Materials Suited to the Chevee Cut

Because the chevee is a lapidary rather than a faceted form, it is applied to the same range of materials that accept cabochon cutting generally: opaque, translucent, and occasionally near-transparent stones whose optical properties are better served by a smooth polished surface than by faceting. Dense opaque materials such as malachite, rhodonite, and hematite are logical candidates for weight-reduction chevees. Translucent chalcedonies, agates, and chrysoprase benefit from the thinning effect. Softer carving materials — serpentine, steatite, and certain feldspars — lend themselves to the form because their moderate hardness makes concave grinding and polishing more tractable.

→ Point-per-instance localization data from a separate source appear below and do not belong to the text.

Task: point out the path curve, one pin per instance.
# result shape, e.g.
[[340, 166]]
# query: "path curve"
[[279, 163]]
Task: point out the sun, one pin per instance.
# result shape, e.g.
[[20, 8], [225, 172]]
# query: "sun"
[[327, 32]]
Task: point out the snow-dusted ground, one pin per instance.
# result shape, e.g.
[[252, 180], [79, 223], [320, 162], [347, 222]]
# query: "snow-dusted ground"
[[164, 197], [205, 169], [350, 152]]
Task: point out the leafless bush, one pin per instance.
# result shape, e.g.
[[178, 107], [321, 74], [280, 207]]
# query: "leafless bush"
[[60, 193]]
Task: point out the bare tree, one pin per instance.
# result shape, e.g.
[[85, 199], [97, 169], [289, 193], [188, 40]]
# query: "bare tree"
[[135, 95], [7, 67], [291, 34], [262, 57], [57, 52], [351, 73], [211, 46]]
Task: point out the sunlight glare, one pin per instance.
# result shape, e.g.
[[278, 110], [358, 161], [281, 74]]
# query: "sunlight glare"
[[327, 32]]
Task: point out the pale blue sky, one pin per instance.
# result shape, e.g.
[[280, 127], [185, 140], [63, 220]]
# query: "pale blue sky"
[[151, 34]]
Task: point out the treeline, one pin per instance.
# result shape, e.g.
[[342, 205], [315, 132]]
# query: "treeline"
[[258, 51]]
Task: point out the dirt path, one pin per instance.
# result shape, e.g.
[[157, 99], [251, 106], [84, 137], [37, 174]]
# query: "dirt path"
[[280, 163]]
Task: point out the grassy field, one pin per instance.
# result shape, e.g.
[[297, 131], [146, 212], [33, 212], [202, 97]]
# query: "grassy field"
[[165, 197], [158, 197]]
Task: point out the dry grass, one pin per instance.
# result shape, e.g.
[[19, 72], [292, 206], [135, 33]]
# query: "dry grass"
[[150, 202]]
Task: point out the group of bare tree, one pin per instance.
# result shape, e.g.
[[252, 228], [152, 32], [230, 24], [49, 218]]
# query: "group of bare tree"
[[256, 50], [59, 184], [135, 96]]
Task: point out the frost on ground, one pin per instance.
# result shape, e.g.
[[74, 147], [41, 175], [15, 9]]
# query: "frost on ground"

Highly transparent facetable materials are seldom cut as chevees, since the concave crown would interfere with the internal light paths that make such stones desirable. There are, however, artistic exceptions: some contemporary lapidary artists have applied concave surfaces to quartz and even to lower-grade corundum as a deliberate sculptural choice rather than a conventional gem-cutting decision.

Cutting Technique

Producing a chevee requires the use of curved grinding wheels or specially profiled laps — tools that can cut inward rather than across a flat or convex surface. Historically, this was achieved with small, rounded abrasive wheels turned on a lathe-like apparatus. In contemporary lapidary practice, ball-shaped diamond burrs, concave-profiled grinding wheels, and flexible abrasive tools mounted in rotary handpieces are the standard means. Achieving a uniform, symmetrical concavity demands considerable skill; any irregularity in the curvature becomes immediately visible in the finished polish. Polishing a concave surface presents its own challenges, as conventional flat laps cannot follow the inward curve, requiring the use of shaped felt, leather, or wooden polishing tools charged with appropriate compounds.

Historical and Trade Context

The term chevee does not appear with consistency across gemmological literature, and its etymology is not definitively established in standard gemmological references. It surfaces in older lapidary manuals — particularly those of the late nineteenth and early twentieth centuries — as a designation for this concave-crowned form, and it has been preserved in the vocabulary of specialist carvers and some auction-house cataloguers describing antique jewels. The relative obscurity of the term in contemporary usage reflects the rarity of the cut itself: the chevee is a specialist form, produced in small numbers by carvers with the skill and equipment to execute it, and encountered most often in art jewellery, bespoke commissions, and historical pieces rather than in standard commercial gem production.

Collectors and curators encountering the term in auction catalogues or estate inventories should treat it as a signal that the stone in question has been cut to an unusual specification, likely for one of the functional or aesthetic reasons outlined above, and that its weight, optical behaviour, and setting requirements will differ from those of a standard cabochon of comparable dimensions.

Relationship to Related Forms

The chevee sits within a broader family of non-standard cabochon variants that includes the hollow cab, the double cabochon (convex on both faces), and the tallow-top (a very low, nearly flat dome). What unites these forms is a shared departure from the canonical single-convex-dome geometry that defines the cabochon in its most familiar expression. Among these variants, the chevee is arguably the most technically demanding to execute and the most visually distinctive, since its concave crown is immediately apparent and produces optical effects that no other standard cutting form replicates.